2. Güzel kadına da çirkin diyemeyiz bu yüzden. Tıpkı çirkin kadının aslında güzel olmadığını bilmesi gibi, güzel kadın da asla çirkin bir kadın olmadığını bilecektir. Onu üzmesi için söylendiğini var saydığımız bu cümlenin etkisi kesinlikle çok düşük olacaktır. 

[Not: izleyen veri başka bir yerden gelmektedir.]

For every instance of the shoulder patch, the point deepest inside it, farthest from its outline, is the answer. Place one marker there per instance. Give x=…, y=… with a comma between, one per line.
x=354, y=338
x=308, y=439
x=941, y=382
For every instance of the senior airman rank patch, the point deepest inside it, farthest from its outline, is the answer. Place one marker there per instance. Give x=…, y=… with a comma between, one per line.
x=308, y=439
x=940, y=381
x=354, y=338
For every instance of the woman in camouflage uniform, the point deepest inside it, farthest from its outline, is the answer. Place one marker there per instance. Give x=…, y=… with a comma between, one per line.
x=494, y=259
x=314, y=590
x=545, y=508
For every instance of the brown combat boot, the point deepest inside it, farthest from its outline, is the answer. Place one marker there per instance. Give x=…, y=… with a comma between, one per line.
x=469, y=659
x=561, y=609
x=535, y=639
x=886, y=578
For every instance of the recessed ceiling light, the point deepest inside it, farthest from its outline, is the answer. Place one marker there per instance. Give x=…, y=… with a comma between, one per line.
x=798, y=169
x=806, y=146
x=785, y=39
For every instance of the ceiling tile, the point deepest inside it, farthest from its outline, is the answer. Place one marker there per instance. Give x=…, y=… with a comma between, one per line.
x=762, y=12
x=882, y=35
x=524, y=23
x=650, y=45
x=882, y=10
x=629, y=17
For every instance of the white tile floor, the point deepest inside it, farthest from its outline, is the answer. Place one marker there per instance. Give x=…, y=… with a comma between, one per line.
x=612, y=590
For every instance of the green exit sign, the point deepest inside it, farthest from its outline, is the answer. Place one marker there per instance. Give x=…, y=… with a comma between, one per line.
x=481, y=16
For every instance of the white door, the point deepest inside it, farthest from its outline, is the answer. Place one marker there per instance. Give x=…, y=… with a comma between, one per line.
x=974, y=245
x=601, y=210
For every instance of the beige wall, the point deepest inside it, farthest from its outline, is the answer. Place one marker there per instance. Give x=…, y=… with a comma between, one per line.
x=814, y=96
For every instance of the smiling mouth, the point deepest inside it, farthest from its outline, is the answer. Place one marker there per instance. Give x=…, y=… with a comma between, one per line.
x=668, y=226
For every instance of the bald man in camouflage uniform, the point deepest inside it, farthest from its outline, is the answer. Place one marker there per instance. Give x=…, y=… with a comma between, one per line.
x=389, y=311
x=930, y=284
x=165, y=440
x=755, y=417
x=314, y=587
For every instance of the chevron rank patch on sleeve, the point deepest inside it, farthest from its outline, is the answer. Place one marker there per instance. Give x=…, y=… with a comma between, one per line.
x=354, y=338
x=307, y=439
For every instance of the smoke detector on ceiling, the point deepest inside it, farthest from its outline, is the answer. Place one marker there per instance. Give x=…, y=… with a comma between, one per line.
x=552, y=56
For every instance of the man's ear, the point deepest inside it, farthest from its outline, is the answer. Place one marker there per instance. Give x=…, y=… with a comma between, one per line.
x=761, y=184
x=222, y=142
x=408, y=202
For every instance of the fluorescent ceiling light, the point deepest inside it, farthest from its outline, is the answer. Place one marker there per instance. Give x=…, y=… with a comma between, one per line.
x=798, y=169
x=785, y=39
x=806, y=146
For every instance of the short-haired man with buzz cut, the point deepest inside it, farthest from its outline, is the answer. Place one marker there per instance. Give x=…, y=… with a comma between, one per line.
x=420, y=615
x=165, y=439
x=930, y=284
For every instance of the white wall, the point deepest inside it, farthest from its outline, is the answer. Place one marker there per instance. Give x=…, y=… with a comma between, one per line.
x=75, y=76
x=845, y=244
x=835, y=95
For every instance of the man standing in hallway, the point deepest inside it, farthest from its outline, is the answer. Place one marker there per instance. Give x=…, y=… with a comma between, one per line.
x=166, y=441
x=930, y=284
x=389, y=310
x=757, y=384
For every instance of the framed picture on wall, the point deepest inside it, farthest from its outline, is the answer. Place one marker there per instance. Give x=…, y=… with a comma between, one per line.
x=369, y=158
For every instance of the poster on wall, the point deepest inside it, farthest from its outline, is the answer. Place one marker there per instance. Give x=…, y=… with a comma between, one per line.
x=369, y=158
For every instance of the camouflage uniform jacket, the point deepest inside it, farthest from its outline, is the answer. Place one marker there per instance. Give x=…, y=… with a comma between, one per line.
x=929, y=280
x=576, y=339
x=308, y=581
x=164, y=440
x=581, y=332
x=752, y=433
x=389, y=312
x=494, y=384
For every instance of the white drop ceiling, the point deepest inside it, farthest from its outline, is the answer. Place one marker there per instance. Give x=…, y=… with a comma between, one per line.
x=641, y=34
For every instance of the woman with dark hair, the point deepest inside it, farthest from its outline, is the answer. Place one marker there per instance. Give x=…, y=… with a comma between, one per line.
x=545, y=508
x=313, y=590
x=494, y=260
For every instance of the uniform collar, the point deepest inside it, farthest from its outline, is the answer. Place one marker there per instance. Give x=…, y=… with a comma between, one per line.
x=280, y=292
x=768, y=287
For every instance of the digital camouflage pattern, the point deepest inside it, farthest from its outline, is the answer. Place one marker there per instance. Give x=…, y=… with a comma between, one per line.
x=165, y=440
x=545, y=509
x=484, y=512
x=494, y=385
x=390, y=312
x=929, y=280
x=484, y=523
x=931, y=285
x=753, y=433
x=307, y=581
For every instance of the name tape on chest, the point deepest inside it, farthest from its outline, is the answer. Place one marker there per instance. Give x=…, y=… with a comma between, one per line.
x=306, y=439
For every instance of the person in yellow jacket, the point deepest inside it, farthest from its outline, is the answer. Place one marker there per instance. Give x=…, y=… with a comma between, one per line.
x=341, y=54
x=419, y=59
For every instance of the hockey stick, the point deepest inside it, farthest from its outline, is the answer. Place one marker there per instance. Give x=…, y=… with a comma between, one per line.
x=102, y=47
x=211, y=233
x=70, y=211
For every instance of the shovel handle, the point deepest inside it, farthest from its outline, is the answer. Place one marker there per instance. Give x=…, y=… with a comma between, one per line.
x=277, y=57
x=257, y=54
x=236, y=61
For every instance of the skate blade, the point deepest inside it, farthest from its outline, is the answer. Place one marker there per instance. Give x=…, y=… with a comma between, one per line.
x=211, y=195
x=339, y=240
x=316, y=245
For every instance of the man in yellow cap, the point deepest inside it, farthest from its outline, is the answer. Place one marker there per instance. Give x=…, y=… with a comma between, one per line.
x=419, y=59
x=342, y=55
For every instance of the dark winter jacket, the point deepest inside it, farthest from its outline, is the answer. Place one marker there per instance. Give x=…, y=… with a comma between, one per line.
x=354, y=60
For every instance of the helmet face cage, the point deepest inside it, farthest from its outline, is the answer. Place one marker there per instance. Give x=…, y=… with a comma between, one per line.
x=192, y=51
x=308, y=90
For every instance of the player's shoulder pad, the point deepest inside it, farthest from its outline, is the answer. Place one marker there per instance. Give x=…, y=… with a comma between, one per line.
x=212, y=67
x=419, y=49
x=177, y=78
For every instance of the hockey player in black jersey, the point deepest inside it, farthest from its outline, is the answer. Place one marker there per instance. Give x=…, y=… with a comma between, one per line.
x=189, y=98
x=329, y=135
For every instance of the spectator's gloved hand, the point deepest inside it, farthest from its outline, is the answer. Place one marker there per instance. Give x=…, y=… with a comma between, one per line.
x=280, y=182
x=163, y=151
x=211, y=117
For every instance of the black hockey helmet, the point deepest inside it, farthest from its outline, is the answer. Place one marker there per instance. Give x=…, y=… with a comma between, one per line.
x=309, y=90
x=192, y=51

Buradan çıkan sonuç, bir kadına (veya erkeğe) dış görünüşü hakkında yorum yapmanın imkânsız olduğudur. Bir taşa taş demek gereksizceyse, bir taşa kaya demek de aptalcadır. O halde bir kadına iltifat ederken, onların dış görünüşünden bahsetmektense iç görünüşünden bahsetmek daha mantıklı ve daha sofistike bir yorum olacaktır. Güzel bir kadına çirkin denmesi kadına hemen hiçbir şekilde etki yapmayacakken, güzel bir kadına “akıllı” denmesi onu etkileyebilecektir. Kısa boylu birine kısa boylu olduğunun söylenmesi basit bir gerçeklik tekrarından başka bir şey değilken, ona “kibirli” olduğunun söylenmesi kişinin o kadar basit ve hızlı karar vermesini engelleyecektir. Kadınlar, güzel olduklarının dışında kendileriyle ilgili, kendilerinin bilmedikleri özelliklerini duymak istemelidirler erkeklerden. Çirkin olduğu söylendiğinde üzülen kadınla, güzel olduğu söylendiğinde sevinen kadın arasında bir fark yoktur. Önemli olan bize dışarıdan verilen gerçekliğin kendisi değildir, o gerçekliği bizim nasıl esnetebildiğimizdir. Dolayısıyla gerçeklik dediğimiz şey fazlasıyla sıkıcı olmasına rağmen, dışarıdan hamleye de son derece müsaittir. “Bu bir kedidir” cümlesi nasıl sıkıcı bir gerçeklik cümlesiyse, “çok güzelsin” de bir o kadar sıkıcı bir gerçeklik cümlesidir. Oysa “bu, her yanıma oturduğunda özlediğim her şeyi yanında taşıyan ve benimle telepatik yollarla konuşan bir kedidir” cümlesiyle sıkıcı gerçekliği parçalarız ve onu kendimiz için yeniden kurarız. Gerçeklik dışarıda ve sıkıcıdır. Eğlence ise içeridedir ve her daim baştan kurulabilir.